Lo primero que, como losa sepulcral, me cae encima ante el silencio prolongado de un amigo, es esa disposición a pensar que cierta incomodidad insalvable se haya instalado en el medio. Que se rompiera el cordón umbilical, porque mi torpeza y falta de acierto, no hayan resistido el sostén de una amistad valiosa.  

La segunda circunstancia que motiva mi pensamiento, tiene que ver con la enfermedad, ese pulso entre la vida y la muerte. Al enfermar, si no morimos, es como si perdiéramos parte de la vida. Perdemos la memoria que es la primera potencia del alma. Vivimos en el interior de un tiempo muerto, ajeno al exterior, y en tales circunstancias, la primera que muere es la palabra, nada menos que la raíz y sustento de la existencia humana. Uno puede hasta concebir a un hombre absorto en los rumores de su propia agonía; a un autista, o a un ser mutado en la nada, pero no ha de imaginar cómo prescindir de su identidad y trascendencia. Algo que nunca existió pero pudo haberse construido y todo quedó en un sueño que nadie llegó a soñar. Así, y bajo la dura incertidumbre de esa niebla fría, ya despedí sin despedida a algunos amigos. Bastantes para impresionar y caer en la impotencia de tanta incomprensión.
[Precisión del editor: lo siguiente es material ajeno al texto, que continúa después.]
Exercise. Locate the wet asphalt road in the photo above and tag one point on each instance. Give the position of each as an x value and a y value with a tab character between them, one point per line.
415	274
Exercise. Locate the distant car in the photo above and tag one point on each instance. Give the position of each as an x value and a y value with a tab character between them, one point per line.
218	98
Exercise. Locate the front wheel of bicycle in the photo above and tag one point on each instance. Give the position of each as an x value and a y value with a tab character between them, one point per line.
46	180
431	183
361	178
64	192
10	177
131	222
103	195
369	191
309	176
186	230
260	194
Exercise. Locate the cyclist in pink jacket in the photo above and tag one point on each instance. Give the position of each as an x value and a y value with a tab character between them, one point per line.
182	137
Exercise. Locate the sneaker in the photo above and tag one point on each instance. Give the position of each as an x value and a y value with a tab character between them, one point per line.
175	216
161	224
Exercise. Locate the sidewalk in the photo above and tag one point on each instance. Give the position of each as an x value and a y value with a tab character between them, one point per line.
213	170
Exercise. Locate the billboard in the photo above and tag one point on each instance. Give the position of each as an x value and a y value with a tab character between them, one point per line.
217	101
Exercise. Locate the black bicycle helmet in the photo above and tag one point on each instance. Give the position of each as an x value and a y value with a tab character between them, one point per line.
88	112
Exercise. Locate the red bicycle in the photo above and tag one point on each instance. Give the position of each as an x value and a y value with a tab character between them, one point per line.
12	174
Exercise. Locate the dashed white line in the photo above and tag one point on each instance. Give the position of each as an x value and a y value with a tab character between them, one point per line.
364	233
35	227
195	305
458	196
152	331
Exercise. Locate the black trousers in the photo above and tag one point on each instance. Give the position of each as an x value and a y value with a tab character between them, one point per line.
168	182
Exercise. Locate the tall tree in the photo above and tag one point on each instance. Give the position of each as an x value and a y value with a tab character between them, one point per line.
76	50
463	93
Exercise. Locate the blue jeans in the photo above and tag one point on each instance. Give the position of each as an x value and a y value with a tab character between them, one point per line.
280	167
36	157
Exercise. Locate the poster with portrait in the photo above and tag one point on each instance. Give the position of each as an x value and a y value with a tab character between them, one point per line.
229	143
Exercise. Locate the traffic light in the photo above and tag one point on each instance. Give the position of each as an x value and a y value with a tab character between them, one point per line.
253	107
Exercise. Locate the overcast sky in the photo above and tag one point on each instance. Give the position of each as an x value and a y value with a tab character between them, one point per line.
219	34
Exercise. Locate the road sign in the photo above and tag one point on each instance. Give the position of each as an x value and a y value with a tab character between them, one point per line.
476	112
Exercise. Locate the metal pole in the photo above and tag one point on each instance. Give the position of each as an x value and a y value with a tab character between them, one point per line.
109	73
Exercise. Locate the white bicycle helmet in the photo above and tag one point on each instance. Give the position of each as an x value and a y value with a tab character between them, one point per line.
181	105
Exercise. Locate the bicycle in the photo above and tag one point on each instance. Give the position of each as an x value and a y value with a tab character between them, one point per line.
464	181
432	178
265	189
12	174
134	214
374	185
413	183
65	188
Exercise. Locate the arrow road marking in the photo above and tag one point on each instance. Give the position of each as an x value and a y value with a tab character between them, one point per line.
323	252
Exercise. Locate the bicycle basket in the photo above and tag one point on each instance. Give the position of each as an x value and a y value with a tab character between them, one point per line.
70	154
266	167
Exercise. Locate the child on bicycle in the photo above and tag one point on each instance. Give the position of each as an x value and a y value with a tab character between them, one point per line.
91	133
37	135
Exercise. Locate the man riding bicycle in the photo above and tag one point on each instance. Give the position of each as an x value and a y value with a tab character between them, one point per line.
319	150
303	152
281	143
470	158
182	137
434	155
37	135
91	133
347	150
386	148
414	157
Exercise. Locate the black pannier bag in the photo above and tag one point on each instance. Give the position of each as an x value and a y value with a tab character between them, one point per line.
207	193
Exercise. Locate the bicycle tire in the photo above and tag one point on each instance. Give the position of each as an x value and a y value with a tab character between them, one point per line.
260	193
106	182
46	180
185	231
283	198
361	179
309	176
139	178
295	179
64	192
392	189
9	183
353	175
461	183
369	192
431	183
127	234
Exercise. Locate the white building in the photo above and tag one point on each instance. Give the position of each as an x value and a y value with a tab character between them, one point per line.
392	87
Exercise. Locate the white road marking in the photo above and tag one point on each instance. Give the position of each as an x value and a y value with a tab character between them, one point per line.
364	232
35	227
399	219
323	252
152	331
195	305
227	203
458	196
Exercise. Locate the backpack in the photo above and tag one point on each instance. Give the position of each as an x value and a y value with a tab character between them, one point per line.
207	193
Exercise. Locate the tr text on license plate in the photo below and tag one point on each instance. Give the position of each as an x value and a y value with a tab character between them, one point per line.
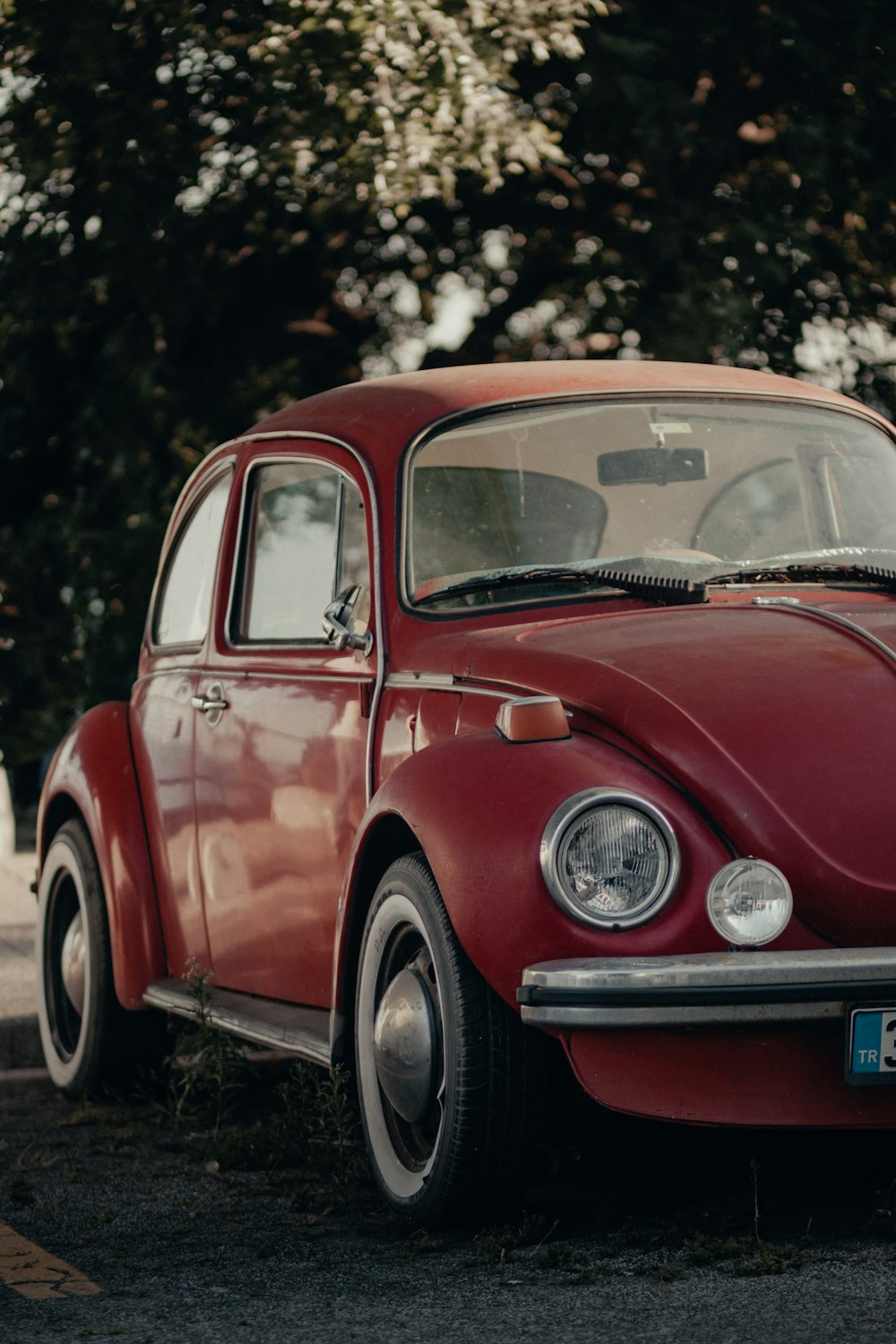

La última motivación que me sucede y por la que también pasé, es que estoy escribiendo a alguien que ya se fue sin que yo me pudiera enterar de su traslado al otro mundo. Una opción que nunca di por perdida; pues al igual que si miro mis álbumes de fotos familiares, y los veo llenos de muertos, y no me puedo sustraer a pensar que todo eso no exista, tampoco conjeturo que cualquiera otra imagen que guardo en la mente, no sea cierta, ni más que una simple pesadilla. Podría ser verdad, pero no me lo creo. Existe una potente verdad por encima de todos que no alcanzamos a ver y que nos llama. Aristóteles decía de su maestro y amigo Platón: aunque soy muy amigo de Platón, más amigo soy de la verdad. Y discrepaba. No creo que la verdad termine en un papel periódico adonde se recuadra en negro una pequeña noticia con una cruz latina al lado, llamada esquela, que ha de comerse el huracán. No hay contraste ni oposición entre estar vivo o estar muerto. Es lo mismo, aseguró Tales de Mileto, primer filósofo griego. Y cuando le contestaron sus alumnos: pues entonces, muérete, él les respondió impasible: para qué, si no hay diferencia…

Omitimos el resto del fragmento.